带着这些疑问,聂虎再次将目光投向了内部排查。这一次,目标更加明确,范围也进一步缩小。柱子领命,开始了新一轮、更加细致的筛查,重点聚焦在“YL-GF-20231015”这个涉事批次产品的生产周期内,所有可能接触到原料、半成品、乃至最终成品的环节和人。

“原料库是重中之重!”柱子对着手下几个绝对信得过的核心班组长,在车间旁的小会议室里布置任务,“那个批次的药材进出记录、领用单、尤其是可能接触人员的记录,给我一笔一笔对,一个环节一个环节过!特别是那些非生产必须、但有权限进入原料库的人员,比如质检员、设备维修工、甚至清洁工,一个都不能漏!”

“还有,”聂虎补充道,手指在桌面上轻轻敲击,这是他陷入深度思考时的习惯动作,“生产线上,虽然流程自动化程度高,但投料、配料、混合这些关键工序,还是有人工参与和监督。那个时间段,当班的工人、带班长、工艺员,全部重新梳理一遍,看看有没有异常情况,比如谁突然请假、谁情绪不对、谁在非工作时间出现在不该出现的地方。”

叶清璇则从人事和行政角度入手,调取了那段时间所有员工的出勤、加班、请假记录,以及门禁、饭卡消费等数据,交叉比对,寻找任何不寻常的模式。她还私下找了一些工作年限长、口碑好的老员工谈心,侧面了解那段时间厂里有没有什么不寻常的议论或者风吹草动。

排查在高压下秘密而高效地进行着。几天下来,又排除了几个可疑点,但关于“双氯芬酸钠”来源的直接线索,依然如石沉大海。原料库的台账清晰,领用手续完备,没有异常损耗。生产线上的人员也基本稳定,未发现明显异常。仿佛那包导致滔天巨祸的白色粉末,是凭空出现,又凭空被老王用在样品上一样。

“难道真是老王从外面搞来的?他一个仓库保管员,哪来的渠道搞到这种原料药?”柱子烦躁地抓着头皮,眼睛里布满血丝。连续多日的高强度工作和精神压力,让这个铁打的汉子也显出了疲态。

聂虎也眉头紧锁。
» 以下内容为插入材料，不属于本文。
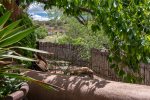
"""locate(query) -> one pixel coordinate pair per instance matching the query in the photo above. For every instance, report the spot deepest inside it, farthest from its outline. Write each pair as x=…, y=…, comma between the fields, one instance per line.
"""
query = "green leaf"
x=18, y=57
x=14, y=31
x=15, y=38
x=4, y=19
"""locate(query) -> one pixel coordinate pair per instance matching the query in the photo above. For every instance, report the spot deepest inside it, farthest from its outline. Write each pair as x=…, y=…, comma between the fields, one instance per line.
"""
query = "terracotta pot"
x=20, y=94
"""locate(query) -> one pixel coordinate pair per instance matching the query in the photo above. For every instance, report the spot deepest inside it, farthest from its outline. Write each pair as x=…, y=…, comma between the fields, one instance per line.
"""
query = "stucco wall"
x=79, y=88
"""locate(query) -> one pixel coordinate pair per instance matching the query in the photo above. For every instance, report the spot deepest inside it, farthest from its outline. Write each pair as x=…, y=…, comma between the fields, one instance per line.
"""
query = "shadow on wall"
x=75, y=88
他相信柱子的排查已经足够细致,如果问题不出在原料入库和生产环节,那会不会出在……其他意想不到的地方?

“夜班。”聂虎突然吐出两个字。

“夜班?”柱子一愣。

“对,夜班。”聂虎的眼神变得锐利起来,“我们之前排查,主要集中在白班的正常工作流程。但下料、投毒……或者说动手脚,未必会在众目睽睽之下。夜班人少,监管相对松散,是不是更容易钻空子?老王是白班,但他动手是在夜里。那么,提供原料给他的人,或者指导他怎么做的人,会不会也利用了夜班的便利?”

柱子眼睛一亮:“有道理!那个批次的药是10月15号生产的,但老王是在10月18号夜里动的手。这中间三天,药在仓库。但原料的领用、准备,可能更早。夜班的工人,尤其是负责物料准备、设备清洁、或者单纯值守的,有没有可能……”

“查!”聂虎斩钉截铁,“重点查10月12号到10月18号这几天的夜班,特别是涉及原料预处理、辅料准备、以及仓库夜间值守和巡检的所有人员!不光是咱们自己的人,还有外包的保洁、保安!”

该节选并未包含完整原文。